It must be that time of year again. The kids are back in school, the summer light is smudging into orange, and my OCD is on overdrive. There are some benefits I guess. I get plenty of steps in when I hike across the house to touch the side door locks for the fifth time.
In that way, it’s great exercise and prevents me from cheating with my pedometer by beating it against the tabletop until I get my 7000 steps for the day.

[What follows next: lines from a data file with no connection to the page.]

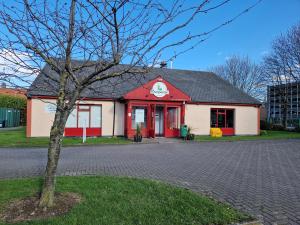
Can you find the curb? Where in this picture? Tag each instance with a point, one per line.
(255, 222)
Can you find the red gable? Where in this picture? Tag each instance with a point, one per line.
(157, 89)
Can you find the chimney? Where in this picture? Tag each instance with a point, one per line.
(163, 64)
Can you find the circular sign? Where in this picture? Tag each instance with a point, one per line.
(159, 90)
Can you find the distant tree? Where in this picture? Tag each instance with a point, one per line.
(242, 73)
(282, 66)
(102, 34)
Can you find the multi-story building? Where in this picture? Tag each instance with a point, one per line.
(277, 96)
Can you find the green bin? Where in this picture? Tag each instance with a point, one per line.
(183, 131)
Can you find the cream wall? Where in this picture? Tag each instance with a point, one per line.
(198, 118)
(42, 119)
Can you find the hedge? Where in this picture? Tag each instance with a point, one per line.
(7, 101)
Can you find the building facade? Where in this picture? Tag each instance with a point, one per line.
(159, 103)
(281, 96)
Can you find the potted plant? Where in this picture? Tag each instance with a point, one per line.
(138, 134)
(190, 135)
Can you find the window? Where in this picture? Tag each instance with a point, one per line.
(139, 117)
(173, 118)
(222, 118)
(88, 116)
(72, 120)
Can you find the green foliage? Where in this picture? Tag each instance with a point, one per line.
(7, 101)
(127, 201)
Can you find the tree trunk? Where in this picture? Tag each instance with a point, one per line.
(56, 135)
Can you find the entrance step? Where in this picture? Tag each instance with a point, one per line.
(161, 140)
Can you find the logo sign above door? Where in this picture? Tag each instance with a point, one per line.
(159, 90)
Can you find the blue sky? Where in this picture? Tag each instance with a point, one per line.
(251, 34)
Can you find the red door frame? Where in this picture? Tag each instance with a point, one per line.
(227, 131)
(149, 131)
(90, 131)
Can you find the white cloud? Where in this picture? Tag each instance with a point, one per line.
(16, 68)
(264, 52)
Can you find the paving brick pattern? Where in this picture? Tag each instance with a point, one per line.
(261, 177)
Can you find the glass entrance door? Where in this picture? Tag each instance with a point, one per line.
(159, 121)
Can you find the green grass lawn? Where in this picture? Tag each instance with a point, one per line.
(116, 200)
(17, 138)
(265, 135)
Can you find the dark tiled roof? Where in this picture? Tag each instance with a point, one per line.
(200, 86)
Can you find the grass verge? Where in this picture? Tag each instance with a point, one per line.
(265, 135)
(116, 200)
(17, 138)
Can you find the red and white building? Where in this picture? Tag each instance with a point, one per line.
(160, 102)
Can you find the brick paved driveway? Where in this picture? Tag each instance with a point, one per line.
(262, 177)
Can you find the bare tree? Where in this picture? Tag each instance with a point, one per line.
(102, 34)
(282, 67)
(244, 74)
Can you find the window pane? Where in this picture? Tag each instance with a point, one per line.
(72, 119)
(230, 118)
(213, 118)
(83, 119)
(172, 118)
(221, 120)
(84, 107)
(139, 117)
(95, 116)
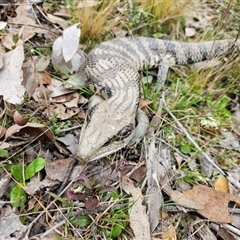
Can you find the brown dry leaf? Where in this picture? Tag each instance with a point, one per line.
(139, 174)
(137, 213)
(39, 131)
(10, 225)
(63, 112)
(170, 234)
(57, 169)
(69, 100)
(215, 202)
(7, 41)
(221, 184)
(180, 199)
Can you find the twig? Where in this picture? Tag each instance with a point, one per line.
(26, 233)
(189, 137)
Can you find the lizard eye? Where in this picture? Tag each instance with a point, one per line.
(124, 132)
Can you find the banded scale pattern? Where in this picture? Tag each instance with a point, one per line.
(111, 71)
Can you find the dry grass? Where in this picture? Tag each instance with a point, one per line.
(97, 20)
(162, 9)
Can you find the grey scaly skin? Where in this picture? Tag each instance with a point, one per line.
(111, 71)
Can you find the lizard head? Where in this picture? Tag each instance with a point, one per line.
(105, 131)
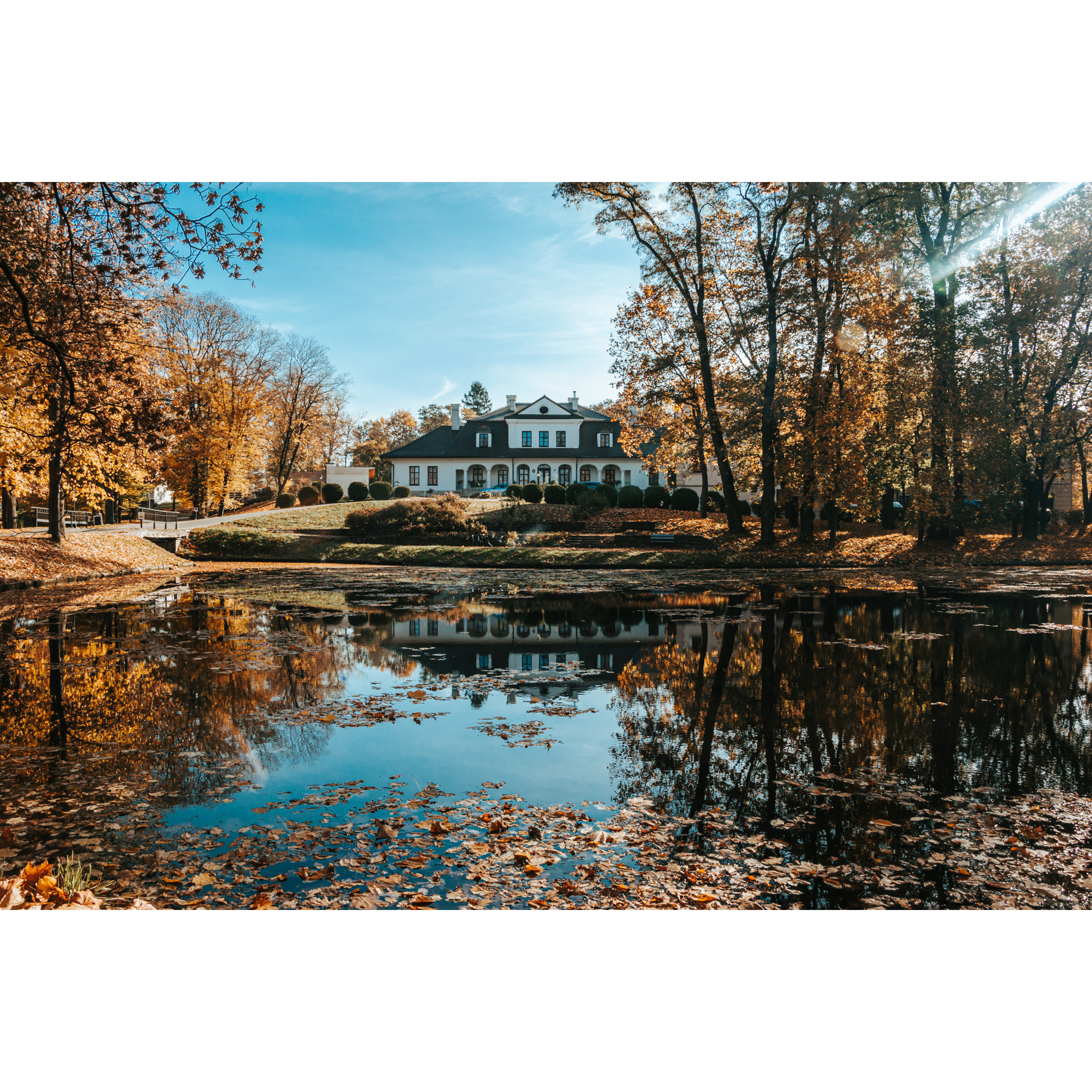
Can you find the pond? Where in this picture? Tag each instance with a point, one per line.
(801, 715)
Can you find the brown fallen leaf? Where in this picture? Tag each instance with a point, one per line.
(11, 894)
(32, 873)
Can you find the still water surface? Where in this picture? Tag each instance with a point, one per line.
(733, 697)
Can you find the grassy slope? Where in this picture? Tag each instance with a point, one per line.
(860, 546)
(327, 517)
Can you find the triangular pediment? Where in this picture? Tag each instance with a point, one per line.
(552, 408)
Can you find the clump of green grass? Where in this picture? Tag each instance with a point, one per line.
(72, 876)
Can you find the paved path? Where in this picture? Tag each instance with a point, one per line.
(184, 527)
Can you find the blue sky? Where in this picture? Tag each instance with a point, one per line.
(420, 288)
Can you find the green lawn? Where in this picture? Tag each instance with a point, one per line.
(231, 543)
(325, 517)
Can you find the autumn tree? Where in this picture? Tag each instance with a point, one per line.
(217, 365)
(301, 387)
(375, 438)
(433, 416)
(673, 243)
(77, 261)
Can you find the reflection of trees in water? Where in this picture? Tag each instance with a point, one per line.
(147, 682)
(977, 706)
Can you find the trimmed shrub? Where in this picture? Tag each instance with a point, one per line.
(656, 496)
(589, 504)
(444, 516)
(685, 500)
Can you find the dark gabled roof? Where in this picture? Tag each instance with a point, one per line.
(448, 442)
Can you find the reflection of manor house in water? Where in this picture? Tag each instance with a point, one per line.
(534, 441)
(481, 642)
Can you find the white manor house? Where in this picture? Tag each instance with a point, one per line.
(533, 441)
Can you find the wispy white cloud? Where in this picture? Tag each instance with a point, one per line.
(448, 386)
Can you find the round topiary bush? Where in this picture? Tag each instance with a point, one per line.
(609, 493)
(685, 500)
(591, 502)
(656, 496)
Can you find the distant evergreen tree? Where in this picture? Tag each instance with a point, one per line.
(477, 400)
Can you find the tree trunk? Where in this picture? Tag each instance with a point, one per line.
(769, 421)
(1085, 481)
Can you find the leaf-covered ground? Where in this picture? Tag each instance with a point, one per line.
(31, 555)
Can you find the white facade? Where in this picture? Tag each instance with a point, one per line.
(543, 441)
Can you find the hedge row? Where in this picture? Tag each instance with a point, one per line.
(607, 496)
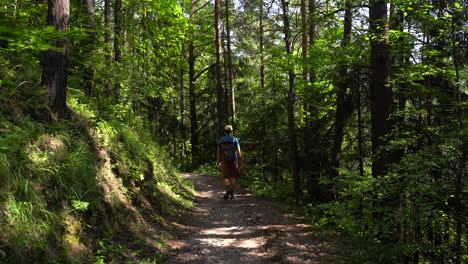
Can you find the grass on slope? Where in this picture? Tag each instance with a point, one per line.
(85, 190)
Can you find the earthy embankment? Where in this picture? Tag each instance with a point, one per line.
(245, 230)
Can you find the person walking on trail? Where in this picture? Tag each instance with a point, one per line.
(229, 157)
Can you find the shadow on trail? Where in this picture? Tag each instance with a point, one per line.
(245, 230)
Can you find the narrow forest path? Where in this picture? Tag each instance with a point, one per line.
(246, 230)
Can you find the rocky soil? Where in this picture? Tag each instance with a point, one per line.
(247, 229)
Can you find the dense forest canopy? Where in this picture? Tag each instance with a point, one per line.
(353, 111)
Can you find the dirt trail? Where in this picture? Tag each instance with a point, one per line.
(245, 230)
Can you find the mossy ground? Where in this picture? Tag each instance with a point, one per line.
(85, 190)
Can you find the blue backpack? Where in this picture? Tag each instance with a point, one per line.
(228, 151)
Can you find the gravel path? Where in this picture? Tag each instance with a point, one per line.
(245, 230)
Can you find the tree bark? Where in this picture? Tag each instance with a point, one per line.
(342, 85)
(219, 69)
(118, 30)
(56, 61)
(380, 91)
(262, 54)
(194, 131)
(290, 105)
(90, 43)
(107, 30)
(230, 70)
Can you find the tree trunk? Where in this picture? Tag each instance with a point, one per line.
(192, 93)
(230, 70)
(380, 91)
(56, 61)
(118, 34)
(305, 43)
(90, 43)
(342, 85)
(118, 30)
(291, 102)
(219, 69)
(107, 30)
(262, 54)
(311, 37)
(182, 113)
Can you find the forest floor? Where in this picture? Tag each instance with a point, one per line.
(247, 229)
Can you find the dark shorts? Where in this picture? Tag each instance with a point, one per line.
(229, 170)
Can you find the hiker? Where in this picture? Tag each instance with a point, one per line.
(229, 157)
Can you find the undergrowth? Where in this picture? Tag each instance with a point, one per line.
(85, 189)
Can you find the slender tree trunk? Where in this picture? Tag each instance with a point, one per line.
(194, 131)
(262, 54)
(380, 91)
(340, 115)
(118, 30)
(56, 61)
(291, 102)
(182, 113)
(219, 69)
(90, 43)
(118, 34)
(305, 43)
(359, 117)
(107, 30)
(230, 70)
(312, 74)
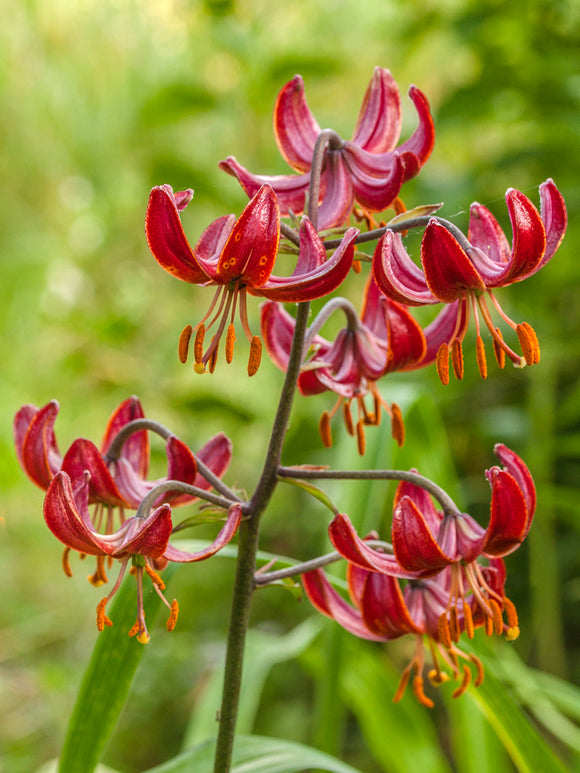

Yes, you read that right. Apparently, the only thing I hate more than The Jersey Shore is not hitting my pedometer goal for the day. You would think, being OCD, cheating would bother me.
You would think wrong.
Anyway, after years of therapy and better living through chemistry, I can now say the words: “You are not (entirely) crazy. Your OCD is only acting up because you’re stressed and your subconscious is having flashbacks to school years spent getting stuffed into garbage cans.” But it doesn’t really matter what I say because I can’t eat the middle of my sandwiches.
Again.
Sometimes, we’re flying so high I can feel my teeth itch and my hair breathe. Other times, it’s an exhausting passenger living inside my skin, hijacking the controls: Touch this. Oh, God, don’t touch that. Don’t touch that either. Oh, but do touch that! Yeah, touch it again. And again. And—
You get the point.
I guess I should be grateful repeating certain actions is really the farthest my OCD goes. I don’t feel the need to press my nose to things or see green germs running up and down people like I’m living in my own personal version of The Matrix. My crazy is relatively easy to dress in drag and hide. And, even though there are days when forcing yourself to be normal kinda feels like you’re bleeding to death, it’s certainly safer than wearing your coat of many creepy colors.
It’s the ones who wear their crazy nakedly—either because they don’t care or don’t know—that amaze me. There’s a girl out at my barn who’s like that and, for the sake of this blog, we’ll call her J.
J is her own little person. Unlike me, she does not fake any part of herself. She’s the same with everyone and has a sort of genuine cluelessness that lends her confidence and cushioning from other people’s frustrations with her.
Or, at least, I thought so until she came sobbing to me in the barn parking lot and told me her dad was dying. The woman’s grief was bottomless, utterly raw. She was crying in that way where your sobs threaten to shiver you loose from your bones. I didn’t know what to say. And, really, what could I?
J’s dad is the one person who understands her and sees her as she was meant to be seen, as she wants to be seen. With him, she’s not weird. She’s just herself. Without him, the girl she is vanishes while the girl everyone else sees and ignores lives on. And though J may be crazy, she’s lucid enough to realize the terrible loss of this, how the self she operates in this world will be irrevocably diminished without him. Because, wherever he goes, so does her acceptance. It will never be the same again.
In that light, there’s no comfort that can be offered. There aren’t enough Hallmark cards in the world to heal this. God knows I had nothing to offer. So we sat in the driveway until she was ready to go home. It took almost an hour and I never did think of something worthwhile to say…except maybe this: we spend so much time trying to fake it, so much time pretending we belong on the inside with all the sane people that maybe we’d be better off letting ourselves rest on the outside.
Seems like quite a few of us live there anyway.